Methods: Participants in this longitudinal observational study were 330 first-time Israeli mothers. Their mean age was 30.0 and they were mostly Jewish (98.5%) and married or cohabiting (95.2%). They were recruited during pregnancy at women’s health centers and natural birth online communities. All women completed questionnaires during pregnancy, including their planned mode and place of birth. Two months postpartum, they completed a questionnaire assessing actual place and mode of birth, two distinct perceptions of self-control, five separate emotional experiences, perceived intrapartum care, and global birth satisfaction. A model of birth satisfaction based on relevant theory and prior empirical work was tested using structural equation modeling.
Results: Model testing affirmed our hypotheses and indicated that the negative association between a more medicalized birth and birth satisfaction was partially mediated by perceived control. In turn, specific emotions mediated the association between perceptions of control and birth satisfaction. Perceived control over the birth environment predicted positive emotions, less fear, and better perceived care, while greater perceived control over the birth process predicted more positive emotions, less fear, and less guilt. Greater incongruence between planned and actual birth predicted lower birth satisfaction, mediated by perceived care and feelings of guilt. The full model predicted 64% of the variance in birth satisfaction.
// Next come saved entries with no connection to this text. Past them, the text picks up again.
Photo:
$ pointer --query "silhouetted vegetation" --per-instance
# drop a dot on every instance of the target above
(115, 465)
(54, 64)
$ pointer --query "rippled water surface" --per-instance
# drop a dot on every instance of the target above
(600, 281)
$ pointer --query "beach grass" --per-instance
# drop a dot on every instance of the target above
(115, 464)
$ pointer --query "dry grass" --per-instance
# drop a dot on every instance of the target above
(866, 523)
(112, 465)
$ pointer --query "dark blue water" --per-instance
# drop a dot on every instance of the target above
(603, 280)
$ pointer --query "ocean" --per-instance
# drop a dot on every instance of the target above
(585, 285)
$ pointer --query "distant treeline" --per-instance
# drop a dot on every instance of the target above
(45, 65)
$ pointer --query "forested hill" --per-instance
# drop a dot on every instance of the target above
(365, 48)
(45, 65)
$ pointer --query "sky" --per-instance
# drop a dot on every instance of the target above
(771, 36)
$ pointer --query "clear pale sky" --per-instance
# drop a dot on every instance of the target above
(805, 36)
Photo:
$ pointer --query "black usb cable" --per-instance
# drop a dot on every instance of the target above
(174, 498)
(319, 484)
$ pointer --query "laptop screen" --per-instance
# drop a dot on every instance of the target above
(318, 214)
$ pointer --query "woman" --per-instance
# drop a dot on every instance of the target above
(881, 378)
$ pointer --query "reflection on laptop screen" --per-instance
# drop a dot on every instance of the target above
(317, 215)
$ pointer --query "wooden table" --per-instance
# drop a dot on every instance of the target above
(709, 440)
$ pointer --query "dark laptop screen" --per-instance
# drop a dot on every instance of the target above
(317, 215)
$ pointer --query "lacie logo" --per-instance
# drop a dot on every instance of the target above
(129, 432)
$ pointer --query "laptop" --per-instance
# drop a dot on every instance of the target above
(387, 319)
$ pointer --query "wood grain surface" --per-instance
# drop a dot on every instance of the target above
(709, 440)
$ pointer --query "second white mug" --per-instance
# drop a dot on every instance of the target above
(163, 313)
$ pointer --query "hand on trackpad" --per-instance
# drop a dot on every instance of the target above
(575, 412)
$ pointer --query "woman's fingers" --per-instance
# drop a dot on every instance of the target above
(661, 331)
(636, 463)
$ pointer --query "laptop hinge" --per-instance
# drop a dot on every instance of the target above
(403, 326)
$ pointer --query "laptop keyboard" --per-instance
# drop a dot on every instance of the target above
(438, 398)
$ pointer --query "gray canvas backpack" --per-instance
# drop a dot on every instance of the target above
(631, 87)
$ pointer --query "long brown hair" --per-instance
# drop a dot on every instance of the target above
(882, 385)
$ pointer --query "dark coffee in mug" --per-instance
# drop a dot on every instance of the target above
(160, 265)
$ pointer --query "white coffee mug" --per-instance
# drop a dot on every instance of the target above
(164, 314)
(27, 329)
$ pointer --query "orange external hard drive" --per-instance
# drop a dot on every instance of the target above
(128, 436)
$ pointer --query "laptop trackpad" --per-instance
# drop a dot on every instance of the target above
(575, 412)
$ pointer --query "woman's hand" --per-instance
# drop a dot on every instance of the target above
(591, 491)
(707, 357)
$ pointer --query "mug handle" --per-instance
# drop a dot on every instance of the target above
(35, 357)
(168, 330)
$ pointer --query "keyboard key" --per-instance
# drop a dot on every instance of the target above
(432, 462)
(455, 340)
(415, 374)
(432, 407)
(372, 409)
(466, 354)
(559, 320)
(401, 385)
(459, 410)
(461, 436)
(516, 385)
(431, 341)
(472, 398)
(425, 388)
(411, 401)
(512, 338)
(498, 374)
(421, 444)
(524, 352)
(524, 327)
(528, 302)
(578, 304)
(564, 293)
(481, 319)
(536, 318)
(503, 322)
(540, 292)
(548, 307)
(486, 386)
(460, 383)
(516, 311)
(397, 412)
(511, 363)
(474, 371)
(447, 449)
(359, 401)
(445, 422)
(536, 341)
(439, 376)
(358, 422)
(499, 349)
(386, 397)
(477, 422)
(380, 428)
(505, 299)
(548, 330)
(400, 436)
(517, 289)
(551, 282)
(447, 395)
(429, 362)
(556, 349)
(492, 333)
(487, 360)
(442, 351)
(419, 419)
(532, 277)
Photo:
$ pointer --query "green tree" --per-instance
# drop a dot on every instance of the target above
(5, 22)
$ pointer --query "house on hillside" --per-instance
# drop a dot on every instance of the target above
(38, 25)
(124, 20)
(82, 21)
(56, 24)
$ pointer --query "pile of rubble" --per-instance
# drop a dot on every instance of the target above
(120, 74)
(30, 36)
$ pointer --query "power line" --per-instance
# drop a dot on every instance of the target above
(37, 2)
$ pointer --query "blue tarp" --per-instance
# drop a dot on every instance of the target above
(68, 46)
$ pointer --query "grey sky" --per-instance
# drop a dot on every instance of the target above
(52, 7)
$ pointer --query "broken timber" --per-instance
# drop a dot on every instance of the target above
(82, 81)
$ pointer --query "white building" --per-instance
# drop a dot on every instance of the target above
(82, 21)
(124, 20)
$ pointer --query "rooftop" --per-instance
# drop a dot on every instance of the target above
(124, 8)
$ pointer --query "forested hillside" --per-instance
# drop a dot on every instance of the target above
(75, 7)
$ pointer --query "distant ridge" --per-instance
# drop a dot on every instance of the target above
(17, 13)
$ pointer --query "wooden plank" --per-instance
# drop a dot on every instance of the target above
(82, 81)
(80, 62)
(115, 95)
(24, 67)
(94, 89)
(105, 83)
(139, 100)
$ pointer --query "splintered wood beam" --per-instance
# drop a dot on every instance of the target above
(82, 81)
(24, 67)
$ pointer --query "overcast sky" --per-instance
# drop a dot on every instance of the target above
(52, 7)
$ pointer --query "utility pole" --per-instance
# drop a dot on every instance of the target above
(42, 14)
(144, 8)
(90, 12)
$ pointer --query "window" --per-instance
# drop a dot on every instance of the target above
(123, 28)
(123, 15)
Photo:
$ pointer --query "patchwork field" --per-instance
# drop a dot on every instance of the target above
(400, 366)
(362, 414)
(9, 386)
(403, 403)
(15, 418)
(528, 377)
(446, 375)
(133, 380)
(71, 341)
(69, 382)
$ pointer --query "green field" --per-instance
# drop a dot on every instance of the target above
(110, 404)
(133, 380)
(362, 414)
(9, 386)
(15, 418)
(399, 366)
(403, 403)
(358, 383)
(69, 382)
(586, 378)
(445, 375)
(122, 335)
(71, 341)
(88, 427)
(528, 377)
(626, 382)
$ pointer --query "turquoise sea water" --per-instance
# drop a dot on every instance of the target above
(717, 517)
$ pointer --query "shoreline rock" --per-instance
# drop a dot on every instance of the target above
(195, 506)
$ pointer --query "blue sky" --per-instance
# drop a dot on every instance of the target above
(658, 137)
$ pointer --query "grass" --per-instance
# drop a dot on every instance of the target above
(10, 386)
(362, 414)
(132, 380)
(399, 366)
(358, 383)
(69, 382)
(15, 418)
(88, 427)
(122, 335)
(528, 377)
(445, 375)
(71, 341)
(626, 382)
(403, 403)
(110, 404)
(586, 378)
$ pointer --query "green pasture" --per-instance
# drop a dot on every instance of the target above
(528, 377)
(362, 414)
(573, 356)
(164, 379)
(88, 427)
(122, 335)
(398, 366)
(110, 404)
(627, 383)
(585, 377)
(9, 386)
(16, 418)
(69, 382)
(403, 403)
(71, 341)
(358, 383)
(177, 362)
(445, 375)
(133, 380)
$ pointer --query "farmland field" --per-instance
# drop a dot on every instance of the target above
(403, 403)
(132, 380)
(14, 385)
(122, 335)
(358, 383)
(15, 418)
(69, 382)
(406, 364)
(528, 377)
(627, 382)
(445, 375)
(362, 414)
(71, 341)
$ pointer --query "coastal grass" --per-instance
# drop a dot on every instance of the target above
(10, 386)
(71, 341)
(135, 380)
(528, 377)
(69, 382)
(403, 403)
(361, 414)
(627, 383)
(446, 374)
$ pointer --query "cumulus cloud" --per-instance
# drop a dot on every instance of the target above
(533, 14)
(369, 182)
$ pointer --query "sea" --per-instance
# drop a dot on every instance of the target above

Conclusions and implications: The current investigation provided a fine-tuned portrait of women's lived birth experience. The experience and the way it differs from expectations trigger a series of perceptions which are manifested in distinct emotions and subsequently influence satisfaction. The findings underscore the value of helping women achieve satisfying births by discussing with them their expectations, providing them with experiences that meet their needs and supporting those with a gap between expectations and experience. Further research is needed to test the current model in different cultures and explore the long-term consequences of birth satisfaction on adjustment to motherhood. Conserving individual preferences while lowering blame is likely to improve women's health and well-being.